16/10/17 à 10:30 - Mise à jour à 19/10/17 à 13:47
Du LeVif Focus du 13/10/17

Pour son nouvel album, Matias Aguayo creuse ses souvenirs (les années 80) pour mieux rêvasser et fantasmer Sofarnopolis, ville du futur, où règnent l'anarchie et la corruption. Une dystopie plombée? "Toujours moins que la réalité actuelle!"

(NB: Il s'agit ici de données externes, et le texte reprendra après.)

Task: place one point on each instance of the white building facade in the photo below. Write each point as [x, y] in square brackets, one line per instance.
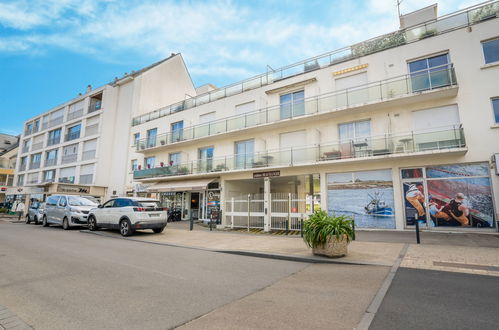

C'était le 21 janvier dernier, le lendemain de l'investiture de Donald Trump. Ce jour-là, la Marche des femmes défilait sur Washington. Sur le podium, l'actrice Ashley Judd y déclamait le poème d'une jeune femme de 19 ans, Nina Donovan, intitulé Nasty Woman. Une semaine plus tard, la musicienne électronique chilienne Valesuchi et Matias Aguayo reprenaient la diatribe féministe et en faisaient un long morceau dark techno de dix minutes. Posté sur la plate-forme SoundCloud, Nasty Woman fit rapidement le tour des clubs. "Peut-être parce qu'il y avait urgence de dire clairement les choses, explique Aguayo... Mais je sais aussi que, quand Jennifer Cardini l'a joué, elle a reçu des réactions négatives, sur le mode: "il ne faut pas mélanger la politique et la dance music." Ça me rend furieux. Au contraire, la dance music a toujours été politique!"